I am having an issue inserting unicode into an Oracle schema, I think the database is an Oracle 11g instance but am not certain at this point. I'm using python 2.6.1 on OS X 10.6.8 (this is the system verison of python) and am using the cx-Oracle driver module version 5.1 downloaded from sourceforge.net, built and installed to a virtualenv 1.6.1 instance with site packages visible. My script is as follows
import cx_Oracle
connection = cx_Oracle.connect(
"<name>/<password>@<host>/<service-name>"
)
cursor = connection.cursor()
result = cursor.execute(u"create table UNICODE_TEST (id NUMBER(6), text NCLOB not NULL)")

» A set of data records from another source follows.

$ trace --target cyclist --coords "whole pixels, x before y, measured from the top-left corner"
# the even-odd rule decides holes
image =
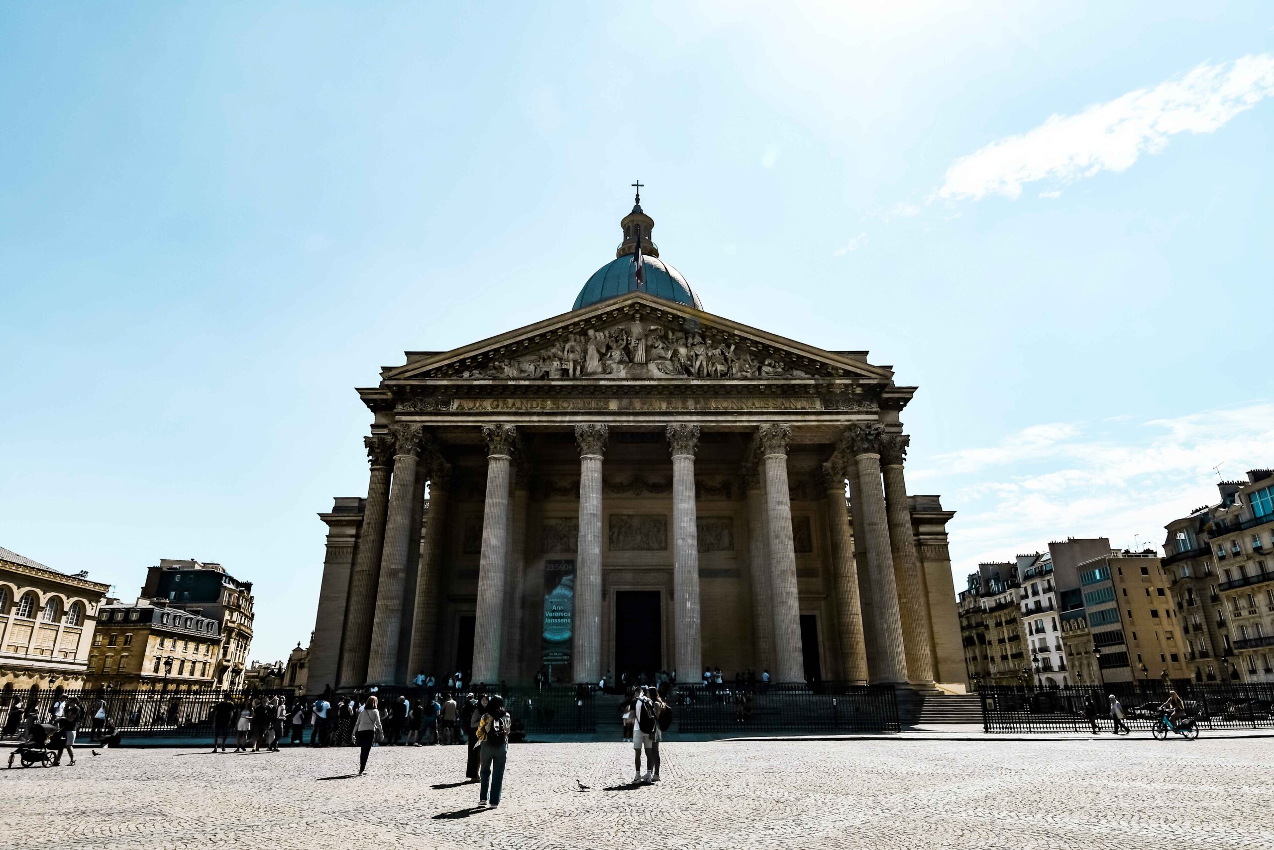
[[[1186,703],[1177,696],[1176,691],[1168,691],[1168,698],[1159,706],[1159,711],[1167,719],[1168,725],[1176,729],[1177,724],[1186,716]]]

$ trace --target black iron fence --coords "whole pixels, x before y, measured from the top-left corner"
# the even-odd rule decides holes
[[[678,731],[739,734],[898,731],[892,687],[679,684],[670,698]]]
[[[71,700],[79,707],[79,731],[88,731],[93,738],[116,733],[124,738],[211,738],[213,706],[223,697],[229,698],[237,711],[257,697],[276,696],[288,700],[289,705],[294,701],[293,691],[255,688],[19,691],[0,700],[0,738],[24,734],[29,711],[36,712],[39,723],[54,723],[56,716],[65,716]]]
[[[1274,729],[1274,683],[1182,681],[1173,688],[1200,729]],[[1089,716],[1099,730],[1111,731],[1111,693],[1124,710],[1124,723],[1143,731],[1159,719],[1159,706],[1168,698],[1159,681],[1068,688],[984,686],[977,692],[986,731],[1092,731]]]

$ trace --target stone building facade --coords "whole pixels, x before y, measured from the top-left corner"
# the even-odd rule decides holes
[[[220,623],[163,599],[110,600],[98,612],[85,687],[204,688],[217,678]]]
[[[457,669],[964,681],[953,514],[906,487],[915,387],[705,312],[652,224],[633,208],[571,312],[359,390],[371,475],[321,515],[312,692]]]
[[[84,683],[97,609],[110,585],[0,549],[0,687]]]
[[[1163,570],[1196,682],[1274,681],[1274,472],[1220,482],[1220,501],[1168,522]]]

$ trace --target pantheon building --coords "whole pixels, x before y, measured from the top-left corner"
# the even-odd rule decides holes
[[[371,470],[320,515],[311,691],[964,682],[953,512],[906,484],[916,387],[707,312],[640,198],[620,226],[568,312],[358,390]]]

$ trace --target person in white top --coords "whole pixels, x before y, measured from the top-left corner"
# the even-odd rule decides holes
[[[367,754],[372,752],[372,744],[385,738],[385,728],[381,725],[381,712],[376,707],[376,697],[367,697],[363,710],[354,717],[354,740],[358,742],[358,775],[367,771]]]

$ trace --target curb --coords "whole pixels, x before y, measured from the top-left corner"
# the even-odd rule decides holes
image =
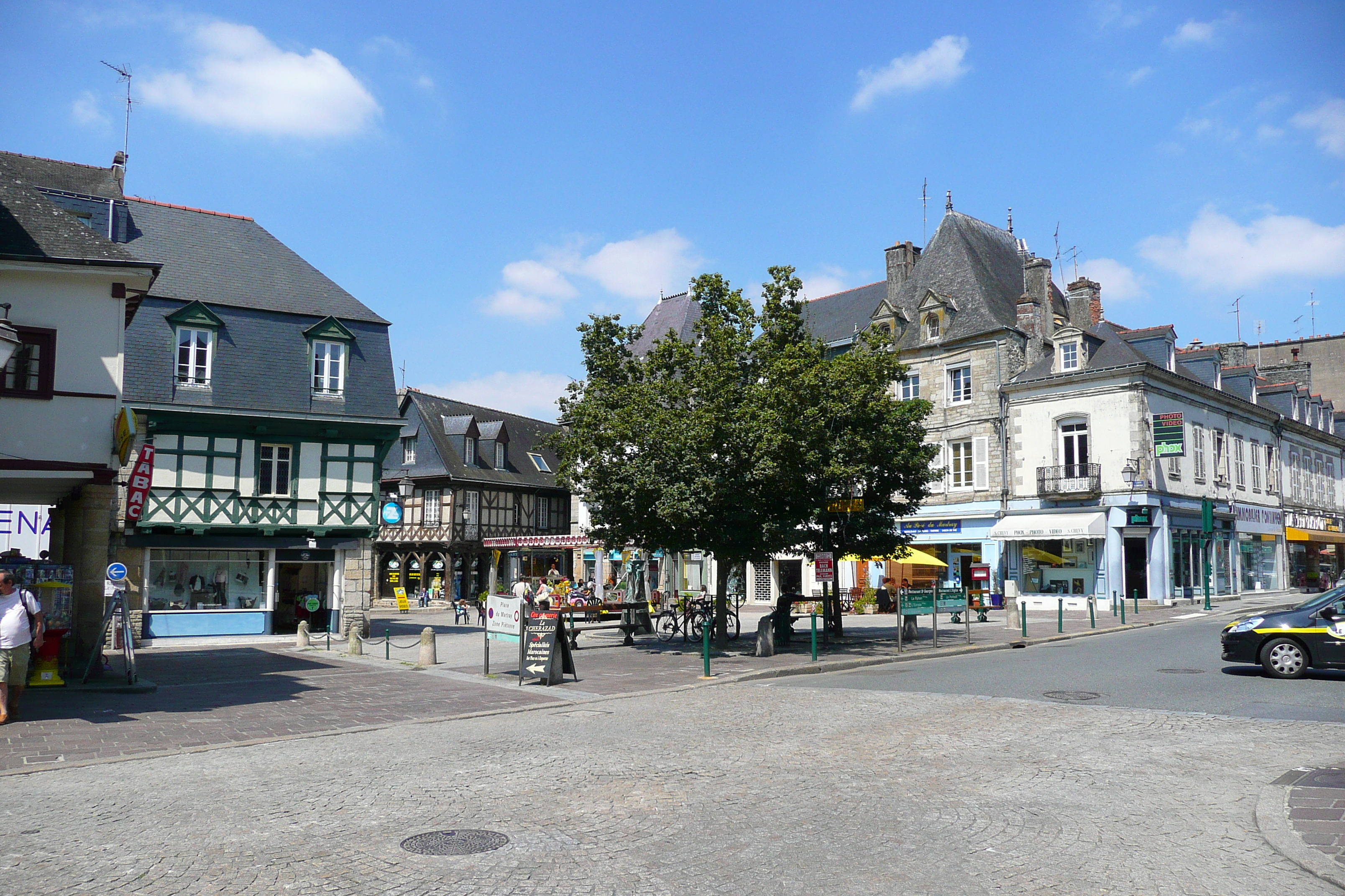
[[[1323,853],[1305,844],[1289,826],[1289,787],[1266,785],[1256,799],[1256,827],[1266,842],[1280,856],[1294,862],[1313,877],[1345,889],[1345,872]]]

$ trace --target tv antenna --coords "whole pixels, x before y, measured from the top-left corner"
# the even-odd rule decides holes
[[[1243,296],[1245,296],[1245,294],[1247,293],[1243,293]],[[1243,309],[1241,309],[1241,305],[1239,304],[1241,301],[1243,301],[1241,296],[1239,296],[1237,298],[1235,298],[1233,300],[1233,310],[1228,312],[1229,314],[1233,316],[1233,320],[1237,321],[1237,341],[1239,343],[1243,341]],[[1259,322],[1260,321],[1258,321],[1258,324]],[[1256,328],[1256,332],[1260,333],[1260,326]],[[1258,360],[1260,360],[1260,359],[1258,357]]]
[[[108,66],[109,69],[112,69],[113,71],[116,71],[120,75],[117,78],[117,83],[118,85],[120,83],[125,83],[126,85],[126,130],[122,133],[122,137],[121,137],[121,154],[125,156],[126,159],[130,159],[130,152],[129,152],[129,149],[130,149],[130,102],[132,102],[130,101],[130,67],[125,66],[125,64],[114,66],[110,62],[108,62],[106,59],[100,59],[100,62],[102,62],[102,64]]]

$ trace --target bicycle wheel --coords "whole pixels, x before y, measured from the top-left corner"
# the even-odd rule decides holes
[[[672,635],[678,633],[681,626],[677,623],[675,613],[660,613],[659,621],[655,623],[655,634],[659,641],[671,641]]]

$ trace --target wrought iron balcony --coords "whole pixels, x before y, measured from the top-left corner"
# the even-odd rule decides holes
[[[1084,496],[1102,492],[1100,463],[1069,463],[1037,467],[1037,496]]]

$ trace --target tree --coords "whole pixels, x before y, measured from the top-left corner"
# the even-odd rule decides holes
[[[893,396],[904,368],[886,339],[829,359],[803,324],[794,269],[769,273],[760,314],[721,275],[698,277],[694,341],[663,337],[644,357],[627,348],[640,328],[581,325],[586,376],[561,399],[551,442],[599,541],[714,555],[721,645],[734,566],[823,545],[890,552],[909,541],[896,516],[931,478],[928,404]],[[838,521],[826,505],[841,494],[865,510]]]

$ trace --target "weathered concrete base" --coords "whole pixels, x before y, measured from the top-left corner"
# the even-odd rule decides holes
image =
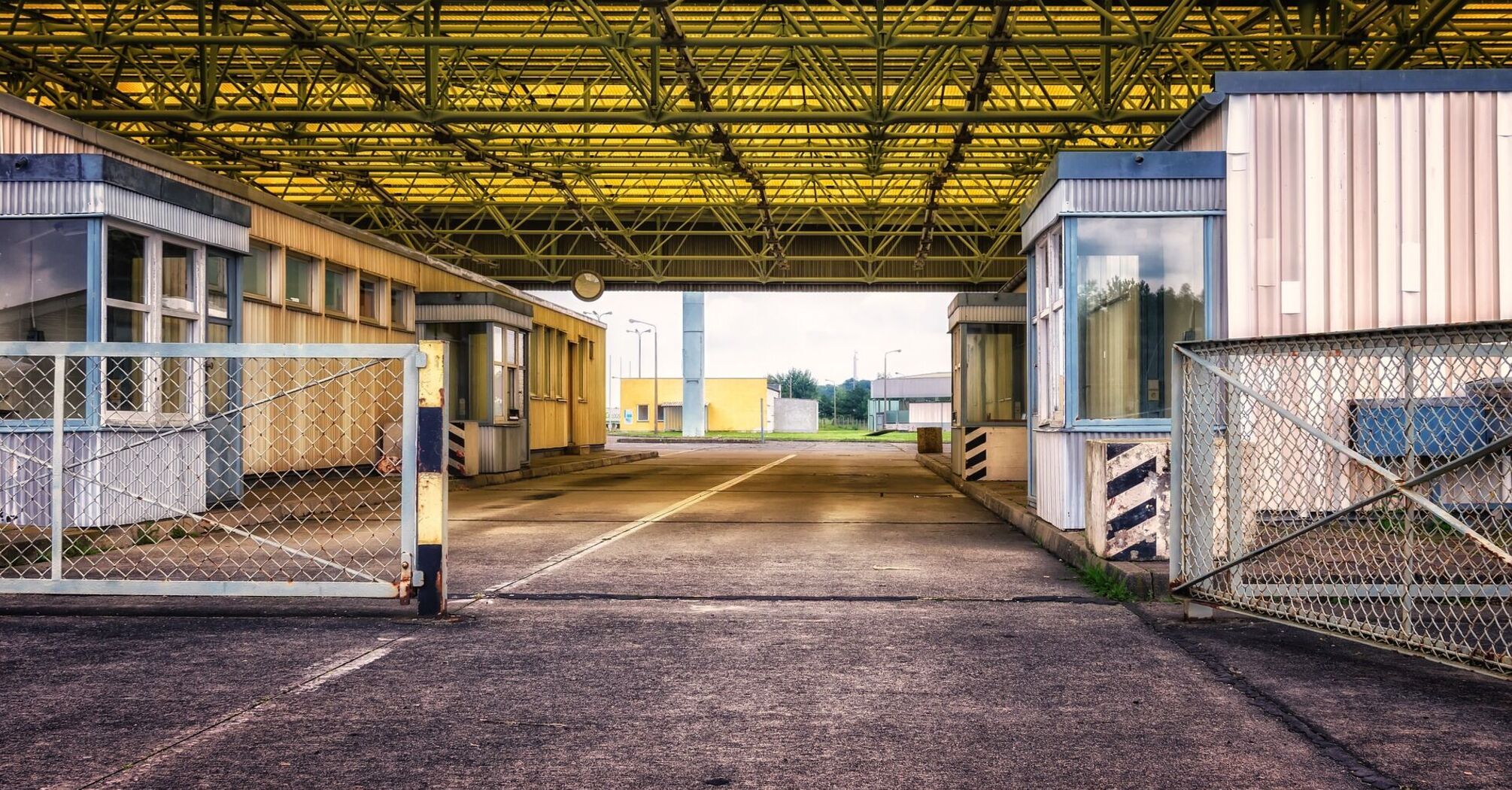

raw_text = open("test.txt",'r').read()
if isinstance(raw_text,str):
raw_text = raw_text.decode("utf_8")
statement = u"insert into UNICODE_TEST (id, text) values (1,'%s')" % raw_text
result = cursor.execute(statement)
I create a connection, create the cursor, execute a statment to create a test table with an id and text field of types NUMBER and NCLOB. I open a file containing what I know to be text encoded in UTF-8, decode the string to unicode. Create an insert statment in a unicode string and execute that statement, and the result is this error.
Traceback (most recent call last):
File "unicode-test.py", line 19, in <module>
result = cursor.execute(statement)
UnicodeEncodeError: 'ascii' codec can't encode character u'\u2122' in position 170: ordinal not in range(128)
Something is trying to encode my statement as ASCII before inserting it into the Oracle schema. So I started hunting around looking to better understand how cx-Oracle handles unicode and found this in the HISTORY.txt of the cx-Oracle source I downloaded from sourceforge.net
Changes from 5.0.4 to 5.1
1) Remove support for UNICODE mode and permit Unicode to be passed through in everywhere a string may be passed in. This means that strings will be passed through to Oracle using the value of the NLS_LANG environment variable in Python 3.x as well. Doing this eliminated a bunch of problems that were discovered by using UNICODE mode and also removed an unnecessary restriction in Python 2.x that Unicode could not be used in connect strings or SQL statements, for example. ...
My assumption is that the NLS_LANG environment variable is set to 'ascii' or some equivalent, so I try setting NLS_LANG to 'AL32UTF8' which I believe is the correct value for unicode, and set the new value before creating my connection.
os.environ["NLS_LANG"] = "AL32UTF8"
connection = cx_Oracle.connect(
"<user>/<password>@<host>/<service-name>"
)
cursor = connection.cursor()
...
But I get this error.
Traceback (most recent call last):
File "unicode-test.py", line 11, in <module>
"<user>/<password>@<host>/<service-name>"
cx_Oracle.DatabaseError: ORA-12705: Cannot access NLS data files or invalid environment specified
So it looks like I cannot tamper with the NLS_LANG value.
Here are my questions as of now. Am I missing something simple like an incorrect column type? Is the problem with the cx-Oracle driver? Do I need to set the "WITH_UNICODE" environment variable when building the cx-Oracle module and how would I do that? Is the issue with the Oracle instance? I have little experience with Oracle and have never worked with Oracle and python together. I've spend two days working on this issue and would like a better understanding of what the issue is before I go to the DBA group with.
Thanks,